Lucas smirked at Orion, not bothering to answer the question.
He knew that the smart thing would be to contact Hector and make it a three-to-one fight against the much stronger Myrmidon, but there was no way he could make himself hold still long enough to do that. He charged after Orion, and half a moment later they were at the edge of the island.
“Oh, God, Matt! You have to get here,” Zach rasped into the phone. His breathing was uneven and the receiver kept brushing against his chin, like he was running or walking fast. “He’s got Helen and he’s going to hurt her!”
“Wait. Where’s here?” Matt interrupted. He waved an arm frantically at Hector, Pallas, Castor—everyone who happened to be standing around the Delos kitchen, trying to figure out where Automedon could have taken Helen. Zach kept talking, the words spilling out of his mouth in a gob, like yolk dribbling from a cracked egg.
“I was supposed to call Lucas and that Orion guy,” Zach stammered. “That’s what I’m supposed to be doing right now, what I was always supposed to do, and I will because he’ll kill me if I don’t, but I know that’s his plan, so I can’t follow it entirely, right? I figured if I tell you, then we can figure something out.”
“Slow down! What do you mean ‘plan’?”
“The plan to start the war! He needs all three of them to do it!”
CHAPTER SEVENTEEN
Helen’s cheek was hot—burning hot.
But the rest of her was freezing, she realized as she clawed her way up from the dragging darkness and back into consciousness. She was colder than she had ever been and something close to her smelled awful, like rust and rot.
“There she is, she’s come to play! Two more to come, then bombs away!” tittered a wheedling voice. “Prettyprettypretty godling.”
Ares.
Helen held very still and tried no
t to start shrieking. She needed to think. The last thing she remembered was Automedon’s face over hers, a jab in her neck, and then liquid pain pumping through her body until her brain switched itself off in self-defense.
“I see you there, my pretty little pet,” Ares said, no longer laughing. “You cannot hide behind your eyelids. Come. Open them. Let me see our father’s eyes.”

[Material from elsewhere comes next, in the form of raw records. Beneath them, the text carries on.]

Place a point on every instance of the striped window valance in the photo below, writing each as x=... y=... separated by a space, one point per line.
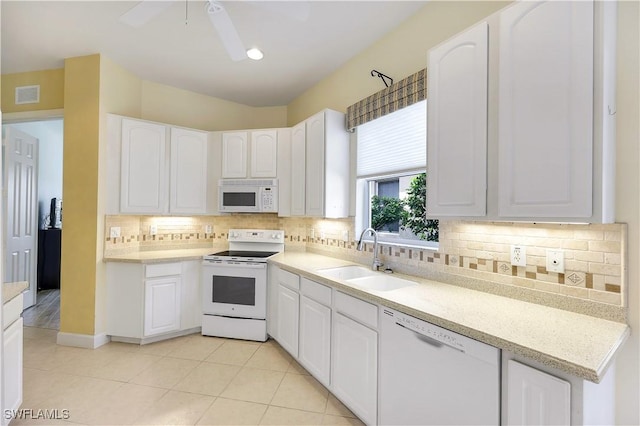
x=397 y=96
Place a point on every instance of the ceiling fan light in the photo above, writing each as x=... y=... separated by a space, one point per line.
x=255 y=54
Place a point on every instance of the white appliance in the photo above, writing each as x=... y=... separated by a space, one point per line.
x=433 y=376
x=234 y=285
x=248 y=195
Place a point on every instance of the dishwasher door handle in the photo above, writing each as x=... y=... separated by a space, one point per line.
x=430 y=340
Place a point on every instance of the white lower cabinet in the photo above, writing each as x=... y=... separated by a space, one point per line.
x=288 y=312
x=315 y=339
x=354 y=365
x=146 y=303
x=161 y=305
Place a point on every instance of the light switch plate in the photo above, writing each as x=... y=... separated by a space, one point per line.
x=518 y=255
x=114 y=232
x=555 y=261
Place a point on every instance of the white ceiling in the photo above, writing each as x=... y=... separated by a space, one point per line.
x=38 y=35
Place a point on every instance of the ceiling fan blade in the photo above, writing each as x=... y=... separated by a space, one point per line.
x=144 y=11
x=226 y=31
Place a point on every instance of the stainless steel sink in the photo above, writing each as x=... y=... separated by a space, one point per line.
x=365 y=278
x=381 y=282
x=346 y=273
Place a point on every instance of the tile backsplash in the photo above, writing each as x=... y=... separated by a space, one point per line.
x=594 y=254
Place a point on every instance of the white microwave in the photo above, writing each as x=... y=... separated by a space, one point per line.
x=248 y=195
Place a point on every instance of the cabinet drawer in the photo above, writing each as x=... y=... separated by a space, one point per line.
x=288 y=279
x=357 y=309
x=11 y=311
x=316 y=291
x=163 y=270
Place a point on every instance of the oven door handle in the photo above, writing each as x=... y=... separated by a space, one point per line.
x=245 y=265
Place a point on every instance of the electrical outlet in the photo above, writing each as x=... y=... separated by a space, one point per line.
x=555 y=261
x=114 y=232
x=518 y=256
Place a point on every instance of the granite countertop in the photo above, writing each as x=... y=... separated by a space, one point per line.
x=11 y=290
x=581 y=345
x=160 y=256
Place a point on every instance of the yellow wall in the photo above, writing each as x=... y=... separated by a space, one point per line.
x=51 y=90
x=170 y=105
x=80 y=184
x=400 y=53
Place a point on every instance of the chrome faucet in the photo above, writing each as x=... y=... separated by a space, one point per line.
x=376 y=262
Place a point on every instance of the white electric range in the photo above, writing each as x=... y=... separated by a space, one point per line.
x=234 y=285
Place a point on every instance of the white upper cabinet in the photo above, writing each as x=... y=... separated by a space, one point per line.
x=162 y=169
x=457 y=125
x=250 y=154
x=264 y=153
x=298 y=166
x=143 y=167
x=188 y=179
x=546 y=109
x=320 y=166
x=547 y=101
x=234 y=154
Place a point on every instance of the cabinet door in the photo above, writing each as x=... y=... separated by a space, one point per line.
x=298 y=167
x=536 y=398
x=143 y=180
x=545 y=137
x=315 y=339
x=161 y=305
x=457 y=125
x=234 y=155
x=188 y=180
x=314 y=195
x=12 y=366
x=264 y=153
x=354 y=367
x=288 y=310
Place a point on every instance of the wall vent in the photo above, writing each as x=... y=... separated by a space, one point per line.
x=27 y=95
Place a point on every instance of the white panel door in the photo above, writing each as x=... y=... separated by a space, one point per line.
x=354 y=367
x=536 y=398
x=298 y=167
x=188 y=179
x=288 y=310
x=234 y=154
x=21 y=210
x=457 y=125
x=314 y=195
x=315 y=339
x=12 y=366
x=264 y=153
x=143 y=173
x=161 y=305
x=546 y=109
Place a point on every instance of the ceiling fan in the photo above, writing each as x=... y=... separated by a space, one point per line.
x=146 y=10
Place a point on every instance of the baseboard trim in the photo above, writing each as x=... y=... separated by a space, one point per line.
x=87 y=341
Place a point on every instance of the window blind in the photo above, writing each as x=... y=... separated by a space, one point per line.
x=393 y=143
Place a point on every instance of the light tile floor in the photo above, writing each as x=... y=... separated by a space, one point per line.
x=183 y=381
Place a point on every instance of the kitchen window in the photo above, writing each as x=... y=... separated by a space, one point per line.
x=391 y=178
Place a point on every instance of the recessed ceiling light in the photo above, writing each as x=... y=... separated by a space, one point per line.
x=255 y=54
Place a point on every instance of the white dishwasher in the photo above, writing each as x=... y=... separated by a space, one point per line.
x=433 y=376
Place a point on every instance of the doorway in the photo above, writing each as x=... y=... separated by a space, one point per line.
x=42 y=301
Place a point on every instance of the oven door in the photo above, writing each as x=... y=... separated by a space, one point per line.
x=234 y=289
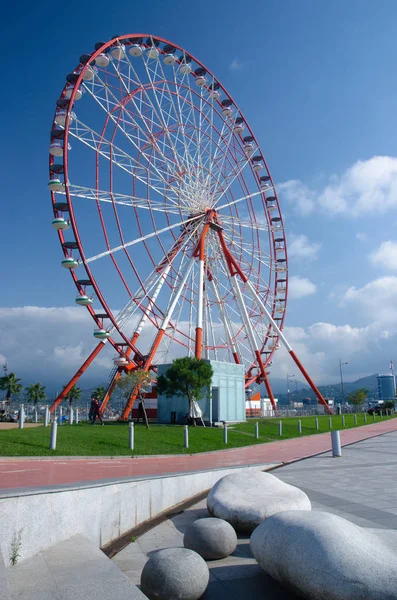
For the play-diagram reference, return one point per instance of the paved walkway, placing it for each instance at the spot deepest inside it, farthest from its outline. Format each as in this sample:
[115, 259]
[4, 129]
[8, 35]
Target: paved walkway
[361, 487]
[37, 474]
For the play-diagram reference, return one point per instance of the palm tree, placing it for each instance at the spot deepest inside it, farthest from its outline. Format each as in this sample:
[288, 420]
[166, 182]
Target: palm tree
[35, 392]
[10, 383]
[73, 394]
[100, 393]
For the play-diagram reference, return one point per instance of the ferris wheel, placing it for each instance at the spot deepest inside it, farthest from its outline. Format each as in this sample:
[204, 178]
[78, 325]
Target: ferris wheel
[167, 213]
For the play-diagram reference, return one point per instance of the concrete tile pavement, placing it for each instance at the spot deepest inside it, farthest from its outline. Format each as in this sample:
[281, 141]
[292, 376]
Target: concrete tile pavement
[360, 486]
[21, 474]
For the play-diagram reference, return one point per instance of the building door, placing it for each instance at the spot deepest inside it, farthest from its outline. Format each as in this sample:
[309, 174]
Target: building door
[215, 405]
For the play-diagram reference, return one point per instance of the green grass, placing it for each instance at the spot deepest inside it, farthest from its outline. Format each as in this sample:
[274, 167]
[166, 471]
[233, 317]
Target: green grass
[112, 439]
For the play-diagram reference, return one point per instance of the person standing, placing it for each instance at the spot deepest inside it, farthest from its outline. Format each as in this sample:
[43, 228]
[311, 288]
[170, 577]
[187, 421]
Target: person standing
[94, 411]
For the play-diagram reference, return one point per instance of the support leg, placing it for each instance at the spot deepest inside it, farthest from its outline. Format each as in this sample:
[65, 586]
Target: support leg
[77, 376]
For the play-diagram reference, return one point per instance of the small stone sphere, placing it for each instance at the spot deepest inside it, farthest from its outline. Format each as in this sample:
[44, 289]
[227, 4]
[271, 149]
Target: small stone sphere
[175, 573]
[211, 538]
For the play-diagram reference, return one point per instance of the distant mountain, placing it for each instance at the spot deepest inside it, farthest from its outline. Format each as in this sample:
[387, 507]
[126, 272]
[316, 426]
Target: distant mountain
[333, 390]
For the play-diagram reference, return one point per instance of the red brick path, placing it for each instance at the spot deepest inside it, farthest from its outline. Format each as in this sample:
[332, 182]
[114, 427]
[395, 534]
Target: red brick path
[38, 473]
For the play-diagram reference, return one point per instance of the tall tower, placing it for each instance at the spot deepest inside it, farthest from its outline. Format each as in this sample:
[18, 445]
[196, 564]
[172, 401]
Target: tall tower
[386, 387]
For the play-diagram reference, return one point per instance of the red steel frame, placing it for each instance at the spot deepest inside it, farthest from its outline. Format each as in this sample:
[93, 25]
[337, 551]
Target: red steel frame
[146, 363]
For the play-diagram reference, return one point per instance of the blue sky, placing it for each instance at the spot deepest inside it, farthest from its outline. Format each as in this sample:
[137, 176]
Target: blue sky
[317, 83]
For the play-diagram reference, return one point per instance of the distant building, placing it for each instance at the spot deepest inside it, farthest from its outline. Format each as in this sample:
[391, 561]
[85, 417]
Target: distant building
[386, 387]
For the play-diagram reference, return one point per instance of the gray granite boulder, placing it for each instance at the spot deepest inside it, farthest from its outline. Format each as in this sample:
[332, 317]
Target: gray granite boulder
[174, 574]
[247, 499]
[211, 538]
[321, 556]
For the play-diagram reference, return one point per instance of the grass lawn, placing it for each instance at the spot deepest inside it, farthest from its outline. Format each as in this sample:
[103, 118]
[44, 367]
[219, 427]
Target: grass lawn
[112, 439]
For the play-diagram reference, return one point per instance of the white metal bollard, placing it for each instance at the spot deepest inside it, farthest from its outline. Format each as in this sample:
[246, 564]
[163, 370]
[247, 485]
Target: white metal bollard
[53, 435]
[21, 419]
[186, 437]
[131, 435]
[336, 447]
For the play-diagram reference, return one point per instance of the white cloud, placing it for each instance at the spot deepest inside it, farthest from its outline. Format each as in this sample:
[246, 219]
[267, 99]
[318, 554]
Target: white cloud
[298, 195]
[366, 349]
[236, 64]
[376, 301]
[385, 256]
[50, 344]
[361, 237]
[299, 287]
[366, 186]
[300, 247]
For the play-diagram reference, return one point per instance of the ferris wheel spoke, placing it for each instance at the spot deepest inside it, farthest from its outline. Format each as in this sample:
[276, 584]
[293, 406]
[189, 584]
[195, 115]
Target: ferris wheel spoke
[118, 157]
[122, 199]
[158, 274]
[232, 222]
[150, 165]
[145, 119]
[231, 178]
[249, 252]
[160, 108]
[238, 200]
[142, 239]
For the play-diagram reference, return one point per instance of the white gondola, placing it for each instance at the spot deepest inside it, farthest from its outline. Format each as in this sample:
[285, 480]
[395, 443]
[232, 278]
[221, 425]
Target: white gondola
[120, 361]
[153, 52]
[136, 50]
[249, 148]
[185, 68]
[56, 148]
[84, 300]
[118, 51]
[200, 80]
[59, 223]
[68, 92]
[214, 94]
[56, 185]
[102, 60]
[60, 117]
[169, 59]
[89, 74]
[69, 263]
[101, 334]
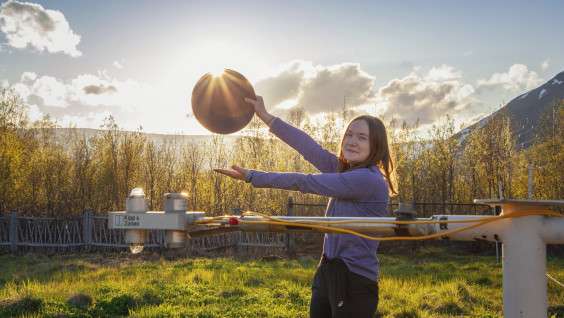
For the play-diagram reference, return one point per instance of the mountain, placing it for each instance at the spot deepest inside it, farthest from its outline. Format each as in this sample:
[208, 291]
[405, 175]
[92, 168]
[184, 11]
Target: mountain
[525, 110]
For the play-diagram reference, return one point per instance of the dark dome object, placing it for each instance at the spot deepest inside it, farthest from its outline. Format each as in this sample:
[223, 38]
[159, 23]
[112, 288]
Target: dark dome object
[218, 102]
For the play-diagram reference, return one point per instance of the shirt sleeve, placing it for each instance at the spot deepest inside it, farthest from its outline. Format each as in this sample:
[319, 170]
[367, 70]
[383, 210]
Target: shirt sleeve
[322, 159]
[359, 184]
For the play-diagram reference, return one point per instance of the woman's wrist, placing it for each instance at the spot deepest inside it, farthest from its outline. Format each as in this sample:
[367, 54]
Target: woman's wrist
[270, 121]
[249, 176]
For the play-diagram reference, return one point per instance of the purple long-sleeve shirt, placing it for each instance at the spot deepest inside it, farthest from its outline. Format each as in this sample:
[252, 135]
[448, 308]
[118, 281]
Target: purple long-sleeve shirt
[360, 192]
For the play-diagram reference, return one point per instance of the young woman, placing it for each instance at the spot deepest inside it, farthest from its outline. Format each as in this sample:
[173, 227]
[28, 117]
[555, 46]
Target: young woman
[358, 181]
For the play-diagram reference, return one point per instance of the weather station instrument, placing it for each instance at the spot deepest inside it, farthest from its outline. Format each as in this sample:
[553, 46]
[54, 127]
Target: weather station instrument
[524, 227]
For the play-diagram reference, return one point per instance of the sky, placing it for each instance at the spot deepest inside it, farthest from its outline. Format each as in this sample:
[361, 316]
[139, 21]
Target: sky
[138, 61]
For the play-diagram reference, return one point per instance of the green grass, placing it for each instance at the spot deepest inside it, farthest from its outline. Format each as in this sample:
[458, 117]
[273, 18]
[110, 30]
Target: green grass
[432, 283]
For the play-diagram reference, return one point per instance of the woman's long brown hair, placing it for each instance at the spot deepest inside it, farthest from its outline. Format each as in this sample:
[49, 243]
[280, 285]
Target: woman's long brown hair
[380, 153]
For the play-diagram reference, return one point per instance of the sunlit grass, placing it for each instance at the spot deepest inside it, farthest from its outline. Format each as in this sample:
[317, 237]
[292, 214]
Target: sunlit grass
[432, 283]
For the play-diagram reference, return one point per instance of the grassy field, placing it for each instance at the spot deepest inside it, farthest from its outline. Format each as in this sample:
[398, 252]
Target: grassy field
[432, 283]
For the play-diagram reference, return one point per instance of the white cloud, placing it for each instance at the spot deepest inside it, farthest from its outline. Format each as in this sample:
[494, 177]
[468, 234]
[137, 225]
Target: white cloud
[426, 98]
[26, 24]
[317, 88]
[516, 79]
[545, 64]
[444, 72]
[52, 91]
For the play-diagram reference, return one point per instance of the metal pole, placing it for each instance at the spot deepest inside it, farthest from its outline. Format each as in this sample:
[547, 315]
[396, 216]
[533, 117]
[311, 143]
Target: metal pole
[290, 237]
[524, 269]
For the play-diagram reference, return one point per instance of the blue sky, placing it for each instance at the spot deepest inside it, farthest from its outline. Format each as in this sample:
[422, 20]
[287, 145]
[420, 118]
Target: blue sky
[81, 61]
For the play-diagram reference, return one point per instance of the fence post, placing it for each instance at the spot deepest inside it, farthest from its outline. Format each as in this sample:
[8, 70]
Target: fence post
[237, 235]
[13, 232]
[87, 230]
[290, 237]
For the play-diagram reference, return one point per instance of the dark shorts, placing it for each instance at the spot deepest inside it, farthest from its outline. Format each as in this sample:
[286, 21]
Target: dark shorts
[338, 292]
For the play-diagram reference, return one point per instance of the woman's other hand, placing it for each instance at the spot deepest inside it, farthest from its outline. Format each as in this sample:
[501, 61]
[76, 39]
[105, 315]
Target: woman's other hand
[236, 172]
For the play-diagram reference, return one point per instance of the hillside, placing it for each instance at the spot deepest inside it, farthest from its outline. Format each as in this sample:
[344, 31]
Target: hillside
[526, 109]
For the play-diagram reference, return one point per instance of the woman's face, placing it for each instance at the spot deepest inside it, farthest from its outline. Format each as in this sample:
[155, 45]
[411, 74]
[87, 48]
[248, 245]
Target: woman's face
[356, 143]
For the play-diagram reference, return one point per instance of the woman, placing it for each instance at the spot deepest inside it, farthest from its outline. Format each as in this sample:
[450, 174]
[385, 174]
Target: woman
[358, 182]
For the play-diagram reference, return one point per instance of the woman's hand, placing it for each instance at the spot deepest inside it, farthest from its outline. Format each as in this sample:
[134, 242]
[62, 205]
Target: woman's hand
[237, 172]
[260, 110]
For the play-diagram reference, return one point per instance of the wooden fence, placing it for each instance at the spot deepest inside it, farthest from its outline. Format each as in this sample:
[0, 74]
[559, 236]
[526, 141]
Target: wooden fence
[88, 232]
[21, 234]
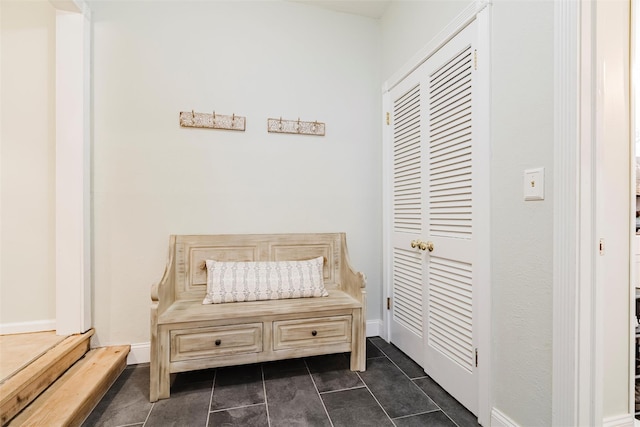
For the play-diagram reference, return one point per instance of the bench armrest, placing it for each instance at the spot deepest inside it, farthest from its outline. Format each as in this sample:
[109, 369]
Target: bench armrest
[352, 282]
[163, 292]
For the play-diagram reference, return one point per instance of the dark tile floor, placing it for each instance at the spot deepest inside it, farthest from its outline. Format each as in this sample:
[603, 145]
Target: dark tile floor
[314, 391]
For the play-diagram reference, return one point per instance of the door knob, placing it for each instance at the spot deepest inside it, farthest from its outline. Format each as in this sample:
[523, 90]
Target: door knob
[422, 245]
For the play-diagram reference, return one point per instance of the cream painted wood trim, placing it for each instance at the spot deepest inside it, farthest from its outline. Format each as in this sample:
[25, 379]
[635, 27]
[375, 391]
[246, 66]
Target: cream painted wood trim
[576, 388]
[73, 171]
[566, 262]
[447, 33]
[28, 327]
[625, 420]
[499, 419]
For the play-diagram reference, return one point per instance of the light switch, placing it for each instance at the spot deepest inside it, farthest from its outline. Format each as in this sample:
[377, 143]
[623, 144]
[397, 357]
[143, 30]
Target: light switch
[534, 184]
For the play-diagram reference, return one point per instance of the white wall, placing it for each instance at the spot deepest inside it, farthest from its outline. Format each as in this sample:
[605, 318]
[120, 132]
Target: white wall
[407, 26]
[255, 59]
[27, 170]
[521, 232]
[612, 121]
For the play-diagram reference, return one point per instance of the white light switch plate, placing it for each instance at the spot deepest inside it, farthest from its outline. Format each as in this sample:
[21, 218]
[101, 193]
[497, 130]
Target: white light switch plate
[534, 184]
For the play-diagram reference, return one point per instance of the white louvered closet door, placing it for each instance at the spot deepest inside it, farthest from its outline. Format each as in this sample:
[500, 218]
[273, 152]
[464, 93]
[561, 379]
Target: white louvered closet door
[407, 219]
[450, 335]
[432, 191]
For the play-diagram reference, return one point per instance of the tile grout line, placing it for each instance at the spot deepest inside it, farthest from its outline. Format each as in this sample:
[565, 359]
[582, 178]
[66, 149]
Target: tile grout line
[144, 423]
[264, 391]
[236, 407]
[374, 397]
[419, 413]
[342, 389]
[416, 385]
[213, 387]
[318, 391]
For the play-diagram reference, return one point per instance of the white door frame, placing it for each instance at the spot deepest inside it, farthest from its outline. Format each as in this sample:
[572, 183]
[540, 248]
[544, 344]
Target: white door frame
[73, 167]
[478, 10]
[577, 385]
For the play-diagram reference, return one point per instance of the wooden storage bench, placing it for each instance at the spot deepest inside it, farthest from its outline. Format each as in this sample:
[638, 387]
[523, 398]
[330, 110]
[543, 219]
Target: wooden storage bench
[187, 335]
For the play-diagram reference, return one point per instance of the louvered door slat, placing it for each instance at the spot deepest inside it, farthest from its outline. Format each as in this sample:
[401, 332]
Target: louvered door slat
[450, 193]
[407, 155]
[407, 290]
[450, 310]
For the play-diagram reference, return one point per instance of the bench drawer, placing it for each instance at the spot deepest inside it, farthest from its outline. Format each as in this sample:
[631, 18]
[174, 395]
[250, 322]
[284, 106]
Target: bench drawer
[198, 343]
[311, 332]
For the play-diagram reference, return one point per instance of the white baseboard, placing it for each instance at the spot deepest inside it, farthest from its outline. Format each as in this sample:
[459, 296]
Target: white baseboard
[498, 419]
[625, 420]
[374, 328]
[27, 327]
[140, 353]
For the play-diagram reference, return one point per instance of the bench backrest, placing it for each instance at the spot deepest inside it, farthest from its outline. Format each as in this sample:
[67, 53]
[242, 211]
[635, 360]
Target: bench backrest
[191, 251]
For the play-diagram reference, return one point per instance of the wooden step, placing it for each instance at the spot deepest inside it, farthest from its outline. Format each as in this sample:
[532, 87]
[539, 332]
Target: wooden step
[24, 386]
[70, 400]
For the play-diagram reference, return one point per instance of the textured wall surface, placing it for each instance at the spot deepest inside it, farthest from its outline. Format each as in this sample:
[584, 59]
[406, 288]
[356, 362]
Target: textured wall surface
[27, 157]
[255, 59]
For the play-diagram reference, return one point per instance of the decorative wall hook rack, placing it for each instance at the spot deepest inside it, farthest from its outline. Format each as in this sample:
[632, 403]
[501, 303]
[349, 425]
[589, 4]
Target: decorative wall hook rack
[295, 126]
[191, 119]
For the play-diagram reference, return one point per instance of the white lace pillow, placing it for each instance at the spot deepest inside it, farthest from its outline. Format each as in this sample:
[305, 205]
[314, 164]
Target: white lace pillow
[229, 281]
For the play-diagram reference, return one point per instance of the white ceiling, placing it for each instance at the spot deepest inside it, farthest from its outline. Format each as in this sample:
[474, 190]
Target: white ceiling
[369, 8]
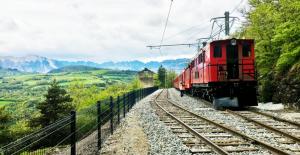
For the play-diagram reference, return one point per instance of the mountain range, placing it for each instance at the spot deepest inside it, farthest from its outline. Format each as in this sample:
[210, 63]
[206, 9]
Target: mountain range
[40, 64]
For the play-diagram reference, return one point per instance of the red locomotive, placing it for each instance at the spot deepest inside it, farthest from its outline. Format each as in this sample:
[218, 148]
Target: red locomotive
[223, 72]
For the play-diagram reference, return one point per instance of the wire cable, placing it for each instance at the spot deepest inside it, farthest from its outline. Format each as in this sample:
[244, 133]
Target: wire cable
[166, 24]
[19, 151]
[236, 7]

She heard the note of anger creeping into his voice, heard the threat in his move toward her. He’d called her bluff, and her eyes opened in terror. She disengaged gravity to fly away, but it didn’t work, and she immediately saw why. Even the air was saturated with ice crystals. The cold was so complete it stretched the senses beyond their limit and twisted them back the other way around until ice burned like fire.
In the flickering light of a bronze brazier, Helen could see that Ares had her bound with thick rope, staked to the ground at the entrance of a portal. Helen looked around desperately, but in her heart she already knew she was in the perfect prison. In the Underworld she could transport herself away from Ares with a few words. On Earth, she could at least put up one hell of a fight, and maybe get away. But at a portal, when she was neither here nor there, she was just a teenaged girl, tied up, and at the mercy of a maniac. This was planned, Helen knew. It had probably been planned for, literally, ages.
“Tears! I love tears!” Ares gushed as if he were talking about puppies. “Look how the little godling weeps . . . Still so pretty she is, she is! Let’s change that.”
Ares hit her across the mouth and Helen felt something snap. She took a deep breath. So this was it. She spat and looked up at him, no longer crying. Now that it had started she knew it wouldn’t be long, and in a way that was better than waiting for it. At least if Ares was here torturing her, that meant he wasn’t misleading her father’s spirit in the Underworld. This wasn’t the outcome she’d been hoping for when she’d closed her eyes to follow her father down into the Underworld, but it was better than nothing. Helen looked up at Ares and nodded at him, ready for whatever he had to dish out now that she knew her father was safe.